Mexico was the first place I ever tasted free-range chicken. Having been brought up on processed food, I didn't recognize it, and thought maybe it was goose or turkey. It's the first place I ever saw or smoked a Cuban cigar.
In all my weeks of driving and wandering around, there were some scary incidents and some wonderful ones. I remember camping on the slopes of the Copper Canyon and hearing drumming coming from way down at the bottom. The drumming kept going for hours, getting gradually louder. I thought "the Indians are preparing their attack." Finally, a boy of about 14 showed up. He was hiking to the next town and keeping time with a drum. He had already walked a distance of about 20 miles and was going another 20. He seemed to think there was nothing extraordinary about this. At one point, I found myself sitting on a cliff, looking at sheep grazing thousands of feet below me. There were clouds floating between me and those sheep, and I could hear the tinkling of their bells, so faint they were almost inaudible.
Once I impulsively drove down a sandy road toward some palm trees, and suddenly arrived at a pristine beach. It seemed empty except for an old man in a khaki suit who waved hello. As I walked toward him, I gradually realized when I got closer that he was naked, and evenly tanned a nut brown all over. He said he used to be an alcoholic but had stopped drinking and was now living the natural life. Later, he offered me some un-refrigerated cheese. When I hesitated, he assured me that cheese was alive and needed to be out in the open air. So I ate it. When I awoke in the middle of the night, projectile vomiting, I vowed to add another rule to the book by which I lived my life. "Never accept un-refrigerated cheese from a naked alcoholic in Mexico." To this day, I've lived by that rule.
Finally, on our last night there, we decided to get dressed, go into town and eat a real meal. We sat at a little outdoor restaurant on the beach and found they only served one thing, fish. I actually saw the fisherman pull the fishing boat up onto the sand and hand the cook my meal. I think the bill came to $2, including beer.

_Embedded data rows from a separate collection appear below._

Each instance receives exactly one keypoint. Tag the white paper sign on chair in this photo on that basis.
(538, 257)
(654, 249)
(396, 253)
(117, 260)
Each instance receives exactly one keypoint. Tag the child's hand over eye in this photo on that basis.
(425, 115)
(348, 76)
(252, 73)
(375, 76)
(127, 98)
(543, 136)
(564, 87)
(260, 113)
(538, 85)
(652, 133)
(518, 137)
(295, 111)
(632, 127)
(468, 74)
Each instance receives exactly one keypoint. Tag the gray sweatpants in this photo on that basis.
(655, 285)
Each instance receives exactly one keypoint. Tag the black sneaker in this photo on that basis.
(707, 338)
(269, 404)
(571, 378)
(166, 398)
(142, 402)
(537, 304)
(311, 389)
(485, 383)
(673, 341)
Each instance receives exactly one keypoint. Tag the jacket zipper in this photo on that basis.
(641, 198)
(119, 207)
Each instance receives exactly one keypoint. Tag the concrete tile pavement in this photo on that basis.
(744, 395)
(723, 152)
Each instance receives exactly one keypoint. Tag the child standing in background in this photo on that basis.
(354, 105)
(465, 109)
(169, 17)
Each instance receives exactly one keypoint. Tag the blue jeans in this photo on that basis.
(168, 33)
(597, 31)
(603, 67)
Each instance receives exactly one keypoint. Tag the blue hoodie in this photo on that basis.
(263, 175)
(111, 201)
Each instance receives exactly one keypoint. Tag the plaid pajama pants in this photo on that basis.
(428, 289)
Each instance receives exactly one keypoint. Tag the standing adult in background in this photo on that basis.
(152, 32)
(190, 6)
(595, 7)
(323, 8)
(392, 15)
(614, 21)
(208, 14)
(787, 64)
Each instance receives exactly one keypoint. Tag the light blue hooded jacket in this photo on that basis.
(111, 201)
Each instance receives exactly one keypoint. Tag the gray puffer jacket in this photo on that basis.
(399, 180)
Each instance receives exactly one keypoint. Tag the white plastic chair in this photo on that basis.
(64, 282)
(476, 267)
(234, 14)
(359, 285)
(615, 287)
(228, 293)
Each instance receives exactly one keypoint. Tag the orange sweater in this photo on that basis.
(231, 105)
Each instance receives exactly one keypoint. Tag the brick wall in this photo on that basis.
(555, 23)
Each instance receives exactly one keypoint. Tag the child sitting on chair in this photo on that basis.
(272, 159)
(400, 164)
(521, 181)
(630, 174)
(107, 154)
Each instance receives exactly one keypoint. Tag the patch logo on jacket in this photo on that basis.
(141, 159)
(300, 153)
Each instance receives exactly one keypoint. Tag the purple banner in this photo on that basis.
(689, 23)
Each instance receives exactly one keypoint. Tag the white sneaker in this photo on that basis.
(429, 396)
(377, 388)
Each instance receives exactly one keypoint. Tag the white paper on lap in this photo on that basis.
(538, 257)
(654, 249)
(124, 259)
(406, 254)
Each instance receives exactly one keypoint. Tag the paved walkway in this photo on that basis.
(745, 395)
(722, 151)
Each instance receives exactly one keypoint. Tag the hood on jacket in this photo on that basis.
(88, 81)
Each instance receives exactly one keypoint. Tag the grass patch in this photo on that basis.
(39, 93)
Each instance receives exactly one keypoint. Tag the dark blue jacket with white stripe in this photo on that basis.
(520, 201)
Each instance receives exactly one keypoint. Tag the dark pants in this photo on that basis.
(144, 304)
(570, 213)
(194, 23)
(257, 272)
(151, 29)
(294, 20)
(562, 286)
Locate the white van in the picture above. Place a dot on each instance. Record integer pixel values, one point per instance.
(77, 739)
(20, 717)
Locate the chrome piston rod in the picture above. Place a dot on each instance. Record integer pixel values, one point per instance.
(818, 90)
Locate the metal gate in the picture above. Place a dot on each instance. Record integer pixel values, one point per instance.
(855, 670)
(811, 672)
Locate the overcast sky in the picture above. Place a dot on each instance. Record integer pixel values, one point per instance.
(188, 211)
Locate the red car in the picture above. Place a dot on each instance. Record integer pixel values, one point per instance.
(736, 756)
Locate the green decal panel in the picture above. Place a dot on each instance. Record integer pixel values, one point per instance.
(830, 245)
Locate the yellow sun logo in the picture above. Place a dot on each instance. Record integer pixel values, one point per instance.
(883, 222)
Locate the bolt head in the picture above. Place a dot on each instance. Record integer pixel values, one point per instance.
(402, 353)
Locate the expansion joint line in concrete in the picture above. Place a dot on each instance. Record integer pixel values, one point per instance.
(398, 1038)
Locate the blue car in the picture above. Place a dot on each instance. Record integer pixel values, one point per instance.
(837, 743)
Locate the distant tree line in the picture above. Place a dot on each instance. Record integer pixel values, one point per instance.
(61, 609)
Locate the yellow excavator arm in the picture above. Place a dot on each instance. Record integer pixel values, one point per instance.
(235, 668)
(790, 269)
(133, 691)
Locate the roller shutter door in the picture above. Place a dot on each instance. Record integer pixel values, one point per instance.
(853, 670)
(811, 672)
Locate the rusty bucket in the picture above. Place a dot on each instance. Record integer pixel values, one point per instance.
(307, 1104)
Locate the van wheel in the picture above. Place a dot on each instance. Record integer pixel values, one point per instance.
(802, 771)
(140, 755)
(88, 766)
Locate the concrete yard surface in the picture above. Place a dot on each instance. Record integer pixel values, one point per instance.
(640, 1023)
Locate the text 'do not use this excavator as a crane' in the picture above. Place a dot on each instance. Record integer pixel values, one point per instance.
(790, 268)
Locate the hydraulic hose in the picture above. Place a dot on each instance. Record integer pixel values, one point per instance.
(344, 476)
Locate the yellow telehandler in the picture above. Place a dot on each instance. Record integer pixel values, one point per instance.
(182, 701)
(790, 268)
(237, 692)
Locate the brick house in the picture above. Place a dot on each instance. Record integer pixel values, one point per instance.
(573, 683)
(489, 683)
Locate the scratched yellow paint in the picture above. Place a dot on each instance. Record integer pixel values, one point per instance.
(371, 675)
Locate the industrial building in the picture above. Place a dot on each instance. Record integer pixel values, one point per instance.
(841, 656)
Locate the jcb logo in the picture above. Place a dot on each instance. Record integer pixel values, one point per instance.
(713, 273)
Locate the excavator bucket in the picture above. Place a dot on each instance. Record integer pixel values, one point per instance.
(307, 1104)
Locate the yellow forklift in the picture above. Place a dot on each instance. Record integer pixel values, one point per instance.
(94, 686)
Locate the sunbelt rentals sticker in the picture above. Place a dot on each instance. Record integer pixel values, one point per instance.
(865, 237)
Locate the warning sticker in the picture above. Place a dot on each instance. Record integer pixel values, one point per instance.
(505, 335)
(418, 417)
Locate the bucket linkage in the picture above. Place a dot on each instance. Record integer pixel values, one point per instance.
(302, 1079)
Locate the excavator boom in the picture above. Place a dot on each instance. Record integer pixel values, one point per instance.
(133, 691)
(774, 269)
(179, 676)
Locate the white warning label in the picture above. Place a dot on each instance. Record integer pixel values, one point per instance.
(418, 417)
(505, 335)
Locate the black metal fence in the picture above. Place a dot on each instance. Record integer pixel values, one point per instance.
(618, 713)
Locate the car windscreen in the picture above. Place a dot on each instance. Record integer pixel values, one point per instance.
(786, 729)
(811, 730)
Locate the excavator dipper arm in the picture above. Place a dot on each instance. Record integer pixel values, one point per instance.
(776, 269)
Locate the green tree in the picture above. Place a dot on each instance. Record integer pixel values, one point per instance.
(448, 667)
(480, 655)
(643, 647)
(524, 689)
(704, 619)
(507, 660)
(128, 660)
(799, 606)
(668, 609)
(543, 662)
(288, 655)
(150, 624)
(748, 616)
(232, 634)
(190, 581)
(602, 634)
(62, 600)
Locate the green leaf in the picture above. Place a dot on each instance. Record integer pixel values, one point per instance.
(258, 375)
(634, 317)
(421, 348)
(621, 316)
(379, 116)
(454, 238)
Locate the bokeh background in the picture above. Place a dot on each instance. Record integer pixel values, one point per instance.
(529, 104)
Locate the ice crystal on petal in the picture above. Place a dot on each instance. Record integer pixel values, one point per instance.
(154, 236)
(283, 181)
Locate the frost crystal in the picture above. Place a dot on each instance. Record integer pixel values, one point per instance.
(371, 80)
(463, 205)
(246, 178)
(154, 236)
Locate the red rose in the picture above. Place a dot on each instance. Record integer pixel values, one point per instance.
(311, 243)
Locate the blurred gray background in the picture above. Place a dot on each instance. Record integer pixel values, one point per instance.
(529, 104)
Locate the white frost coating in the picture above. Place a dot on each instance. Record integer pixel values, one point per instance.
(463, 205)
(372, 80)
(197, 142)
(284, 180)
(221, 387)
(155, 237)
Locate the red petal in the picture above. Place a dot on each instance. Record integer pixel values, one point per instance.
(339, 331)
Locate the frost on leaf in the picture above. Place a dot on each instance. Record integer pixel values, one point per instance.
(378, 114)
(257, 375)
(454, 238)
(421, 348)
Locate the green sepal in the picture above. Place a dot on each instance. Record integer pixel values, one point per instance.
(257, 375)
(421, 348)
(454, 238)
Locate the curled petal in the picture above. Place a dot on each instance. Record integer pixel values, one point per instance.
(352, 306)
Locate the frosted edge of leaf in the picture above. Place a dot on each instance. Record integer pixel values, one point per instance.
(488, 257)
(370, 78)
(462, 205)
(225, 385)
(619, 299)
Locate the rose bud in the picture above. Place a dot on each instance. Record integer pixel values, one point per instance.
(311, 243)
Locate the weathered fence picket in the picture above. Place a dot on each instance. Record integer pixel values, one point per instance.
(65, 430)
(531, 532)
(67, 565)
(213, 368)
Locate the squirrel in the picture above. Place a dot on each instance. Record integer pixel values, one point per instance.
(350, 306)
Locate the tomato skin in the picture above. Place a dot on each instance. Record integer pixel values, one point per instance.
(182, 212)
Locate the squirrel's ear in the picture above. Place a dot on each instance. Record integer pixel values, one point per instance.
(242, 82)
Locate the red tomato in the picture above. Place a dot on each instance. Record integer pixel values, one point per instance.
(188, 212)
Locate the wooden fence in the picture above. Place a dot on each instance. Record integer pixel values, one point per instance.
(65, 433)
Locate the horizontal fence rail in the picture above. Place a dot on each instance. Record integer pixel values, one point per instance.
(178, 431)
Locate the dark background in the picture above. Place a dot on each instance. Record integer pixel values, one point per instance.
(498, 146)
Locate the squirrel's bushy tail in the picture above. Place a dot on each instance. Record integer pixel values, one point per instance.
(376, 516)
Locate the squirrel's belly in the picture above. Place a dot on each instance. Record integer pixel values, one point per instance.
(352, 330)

Since the financial crises of the early '90s, the $2 meal has gone the way of the nearly extinct California Condor. On my travels in Mexico, I saw one of those condors. It was lying in the middle of the highway in a remote part of Northern Mexico, and it's wing tips stretched way off the pavement and into the mesquite. It was like coming upon the Japanese monster bird "Rodan", asleep on a narrow desert highway. As I approached, the giant bird flapped those enormous wings and, seemingly in slow motion, took flight.
That's one of the reasons I keep going back. Because unexpected things always seem to happen every time I go to Mexico.